Unnecessary Validation for the College Football Playoff

Oregon College Football

Unnecessary Validation for the College Football Playoff

Without the implementation of the College Football Playoff, this season’s national championship game would have likely been played by Alabama and Florida State. Alabama was the nation’s number one team, and it seems highly improbable that any former system would have removed an undefeated, Power 5, reigning national champ from the top two in the rankings.

The game would have been Bama versus FSU, the two teams who were eliminated during the playoff semifinals.

Everyone is now pointing to this fact as somehow validating the playoff system and throwing the old BCS under the bus, but that is silly. The playoff is valid because it works to give more than two teams a shot at the title. That is all it’s doing; that is all it can do. It was validated no matter the outcome of the semifinal games.

However, to say this is a better system simply because the two teams that won would not have made the old title game is shortsighted. It ignores the simple fact about playoffs in general, but especially playoff football: the best team doesn’t always win.

In a one-game showdown, upsets happen. College basketball thrives on this (until roughly the Elite Eight where everyone wants Cinderella teams to go away). The NFL has been stuck with this for better or worse for years now. Wildcard teams win Super Bowls.

 

To say the CFP is superior because Ohio State and Oregon advanced ignores two obvious facts.

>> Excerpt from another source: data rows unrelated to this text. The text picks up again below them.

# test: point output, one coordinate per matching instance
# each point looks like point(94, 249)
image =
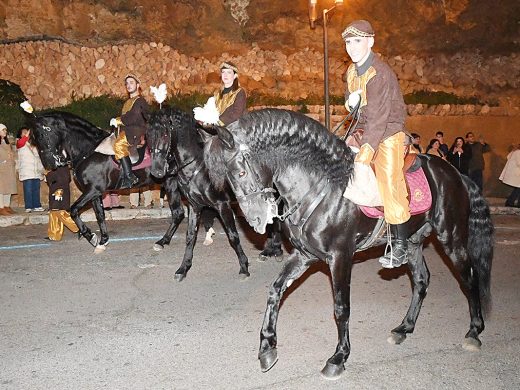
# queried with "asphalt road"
point(70, 319)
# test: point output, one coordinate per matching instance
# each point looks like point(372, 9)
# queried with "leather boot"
point(128, 179)
point(396, 249)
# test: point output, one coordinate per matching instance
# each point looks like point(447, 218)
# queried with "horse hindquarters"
point(463, 225)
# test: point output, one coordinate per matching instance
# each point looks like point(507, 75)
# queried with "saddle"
point(419, 193)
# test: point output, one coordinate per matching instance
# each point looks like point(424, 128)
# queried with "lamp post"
point(312, 19)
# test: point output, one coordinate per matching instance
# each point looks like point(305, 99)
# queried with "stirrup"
point(209, 237)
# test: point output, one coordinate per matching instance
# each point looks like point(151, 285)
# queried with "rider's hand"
point(365, 154)
point(353, 100)
point(115, 122)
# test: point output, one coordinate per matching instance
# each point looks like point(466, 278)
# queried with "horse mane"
point(81, 135)
point(170, 118)
point(280, 138)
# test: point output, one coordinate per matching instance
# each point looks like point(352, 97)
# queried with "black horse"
point(311, 168)
point(63, 137)
point(177, 148)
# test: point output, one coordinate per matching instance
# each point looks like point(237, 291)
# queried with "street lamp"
point(312, 18)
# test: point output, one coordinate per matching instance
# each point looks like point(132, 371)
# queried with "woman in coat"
point(7, 172)
point(511, 176)
point(459, 155)
point(58, 181)
point(30, 171)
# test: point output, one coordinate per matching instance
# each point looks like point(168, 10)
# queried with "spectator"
point(58, 181)
point(30, 171)
point(7, 172)
point(511, 176)
point(476, 163)
point(434, 148)
point(231, 104)
point(443, 147)
point(416, 142)
point(459, 155)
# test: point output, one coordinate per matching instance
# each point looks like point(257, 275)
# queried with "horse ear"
point(225, 136)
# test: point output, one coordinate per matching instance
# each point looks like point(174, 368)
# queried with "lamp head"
point(313, 13)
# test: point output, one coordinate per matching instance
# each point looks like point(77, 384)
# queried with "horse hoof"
point(262, 258)
point(332, 372)
point(471, 344)
point(396, 338)
point(268, 359)
point(94, 241)
point(179, 277)
point(100, 249)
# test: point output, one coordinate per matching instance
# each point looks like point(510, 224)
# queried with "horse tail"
point(480, 241)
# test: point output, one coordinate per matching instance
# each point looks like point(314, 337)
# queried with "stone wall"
point(53, 73)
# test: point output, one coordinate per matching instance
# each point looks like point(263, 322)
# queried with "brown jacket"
point(383, 111)
point(232, 105)
point(134, 117)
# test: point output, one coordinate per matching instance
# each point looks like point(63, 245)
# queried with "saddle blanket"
point(363, 191)
point(144, 161)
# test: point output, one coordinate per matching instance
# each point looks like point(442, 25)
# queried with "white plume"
point(27, 106)
point(209, 113)
point(159, 93)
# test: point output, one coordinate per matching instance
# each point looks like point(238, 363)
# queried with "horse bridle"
point(296, 227)
point(57, 157)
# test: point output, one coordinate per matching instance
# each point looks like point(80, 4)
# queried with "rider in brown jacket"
point(382, 116)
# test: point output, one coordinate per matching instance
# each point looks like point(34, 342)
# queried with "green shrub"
point(11, 115)
point(434, 98)
point(97, 110)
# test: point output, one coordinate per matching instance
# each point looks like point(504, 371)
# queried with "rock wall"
point(53, 73)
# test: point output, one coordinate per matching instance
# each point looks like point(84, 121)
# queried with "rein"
point(297, 227)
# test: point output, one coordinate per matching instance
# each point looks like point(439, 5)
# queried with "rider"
point(382, 116)
point(231, 104)
point(134, 116)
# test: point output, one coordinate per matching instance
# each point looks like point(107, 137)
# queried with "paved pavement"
point(72, 319)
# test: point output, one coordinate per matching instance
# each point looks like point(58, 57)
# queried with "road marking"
point(122, 239)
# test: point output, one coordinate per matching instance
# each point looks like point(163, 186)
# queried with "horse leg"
point(191, 238)
point(228, 220)
point(74, 214)
point(293, 269)
point(420, 282)
point(97, 205)
point(341, 270)
point(174, 201)
point(273, 245)
point(470, 283)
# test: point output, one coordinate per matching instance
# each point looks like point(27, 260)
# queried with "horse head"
point(47, 136)
point(227, 157)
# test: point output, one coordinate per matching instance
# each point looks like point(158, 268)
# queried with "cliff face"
point(209, 27)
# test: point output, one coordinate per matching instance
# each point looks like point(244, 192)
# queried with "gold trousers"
point(121, 145)
point(58, 219)
point(388, 164)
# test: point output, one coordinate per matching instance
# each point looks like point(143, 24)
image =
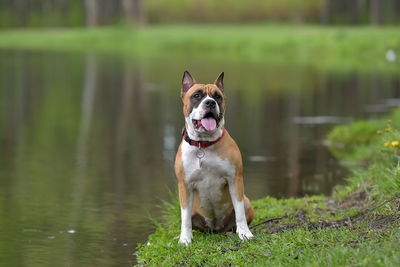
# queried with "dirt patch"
point(275, 225)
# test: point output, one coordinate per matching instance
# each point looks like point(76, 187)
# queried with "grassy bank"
point(357, 226)
point(326, 47)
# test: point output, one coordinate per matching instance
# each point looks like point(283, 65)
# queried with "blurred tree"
point(376, 12)
point(92, 13)
point(133, 12)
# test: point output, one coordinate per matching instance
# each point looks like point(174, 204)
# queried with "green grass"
point(345, 48)
point(288, 239)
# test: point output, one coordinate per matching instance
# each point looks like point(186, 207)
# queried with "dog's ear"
point(219, 82)
point(187, 82)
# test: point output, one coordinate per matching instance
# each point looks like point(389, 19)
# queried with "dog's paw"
point(244, 232)
point(185, 239)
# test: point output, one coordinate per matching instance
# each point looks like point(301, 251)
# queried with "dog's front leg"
point(237, 196)
point(186, 201)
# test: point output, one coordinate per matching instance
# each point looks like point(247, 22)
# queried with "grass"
point(357, 226)
point(345, 48)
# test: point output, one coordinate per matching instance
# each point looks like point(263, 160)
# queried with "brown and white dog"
point(209, 166)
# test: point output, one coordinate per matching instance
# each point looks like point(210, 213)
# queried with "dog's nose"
point(210, 103)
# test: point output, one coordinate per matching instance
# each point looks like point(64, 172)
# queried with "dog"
point(208, 166)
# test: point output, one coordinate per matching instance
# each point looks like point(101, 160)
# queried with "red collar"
point(202, 144)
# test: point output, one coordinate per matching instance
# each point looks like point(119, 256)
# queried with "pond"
point(88, 143)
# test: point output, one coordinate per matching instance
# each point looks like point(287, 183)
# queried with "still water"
point(88, 144)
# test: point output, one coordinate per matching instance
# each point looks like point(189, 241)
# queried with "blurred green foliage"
point(72, 13)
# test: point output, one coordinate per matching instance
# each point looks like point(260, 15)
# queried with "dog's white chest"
point(209, 175)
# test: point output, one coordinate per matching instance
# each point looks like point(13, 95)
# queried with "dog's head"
point(204, 107)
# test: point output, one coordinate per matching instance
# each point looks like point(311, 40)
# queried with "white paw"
point(185, 239)
point(244, 232)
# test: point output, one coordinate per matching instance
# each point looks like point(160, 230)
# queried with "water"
point(88, 144)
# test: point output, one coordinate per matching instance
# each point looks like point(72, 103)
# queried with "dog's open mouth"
point(209, 122)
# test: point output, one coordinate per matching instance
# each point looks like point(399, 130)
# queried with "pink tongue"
point(209, 123)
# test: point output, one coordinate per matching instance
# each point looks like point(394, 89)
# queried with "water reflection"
point(88, 144)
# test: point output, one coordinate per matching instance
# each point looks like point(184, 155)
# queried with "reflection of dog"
point(208, 165)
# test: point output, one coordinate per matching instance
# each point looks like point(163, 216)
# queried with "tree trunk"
point(354, 10)
point(133, 12)
point(326, 12)
point(92, 13)
point(376, 12)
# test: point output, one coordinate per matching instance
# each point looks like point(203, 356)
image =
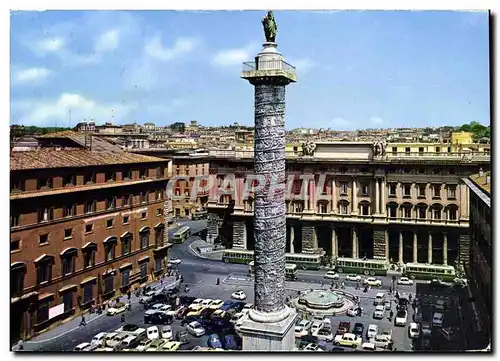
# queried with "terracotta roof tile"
point(50, 158)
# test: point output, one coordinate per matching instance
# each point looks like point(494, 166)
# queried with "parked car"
point(195, 329)
point(238, 295)
point(372, 331)
point(358, 329)
point(353, 277)
point(302, 328)
point(414, 330)
point(372, 281)
point(405, 281)
point(332, 275)
point(379, 312)
point(118, 308)
point(401, 317)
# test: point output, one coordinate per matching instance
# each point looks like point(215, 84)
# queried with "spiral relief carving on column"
point(270, 216)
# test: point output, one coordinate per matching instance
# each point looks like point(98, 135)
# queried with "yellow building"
point(461, 138)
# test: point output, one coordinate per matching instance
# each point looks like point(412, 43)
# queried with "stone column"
point(335, 247)
point(383, 205)
point(400, 248)
point(355, 243)
point(269, 325)
point(415, 247)
point(429, 249)
point(445, 248)
point(354, 206)
point(334, 196)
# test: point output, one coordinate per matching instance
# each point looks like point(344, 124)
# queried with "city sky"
point(356, 69)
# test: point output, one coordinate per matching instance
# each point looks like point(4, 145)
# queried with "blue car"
point(214, 341)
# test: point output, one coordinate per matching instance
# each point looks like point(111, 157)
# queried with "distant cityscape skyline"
point(382, 69)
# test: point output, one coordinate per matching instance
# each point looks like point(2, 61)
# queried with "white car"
point(405, 281)
point(98, 339)
point(238, 295)
point(195, 329)
point(401, 318)
point(216, 304)
point(372, 281)
point(112, 311)
point(353, 277)
point(302, 328)
point(143, 345)
point(414, 330)
point(324, 334)
point(372, 331)
point(206, 302)
point(332, 275)
point(166, 333)
point(437, 319)
point(379, 312)
point(153, 333)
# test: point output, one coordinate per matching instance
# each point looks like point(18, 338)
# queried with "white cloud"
point(30, 75)
point(47, 112)
point(107, 41)
point(376, 120)
point(230, 57)
point(155, 49)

1) If the semifinal games were played again, the same two teams might not win.

2) If Alabama had faced FSU for the championship, they would have been the deserving pair under the system that was in place.

You know what, if there was no playoff, Ohio State was not good enough this season to make the title game. Its loss to Virginia Tech early in the year when J.T. Barrett was still finding his sea legs would have been glaring enough to knock the Buckeyes from title contention.

Just like this year, with the four-team playoff, TCU was not good enough to make the title conversation. Its weak schedule combined with an embarrassing loss to Baylor (not based on differential but based on how they lost) was enough to knock the Horned Frogs from the top four.

There are rules in place to determine a champion. Just because people are satisfied with the outcome doesn’t mean the process was any more or less valid. This was one season. Just wait for the year when there are only two worthy title teams and a “weak” third or fourth team is unceremoniously added only to upset the favorite on some fluky plays and bad calls.

Will people still love the CFP or will they turn on it because an undeserving team is suddenly primed to be named national champ?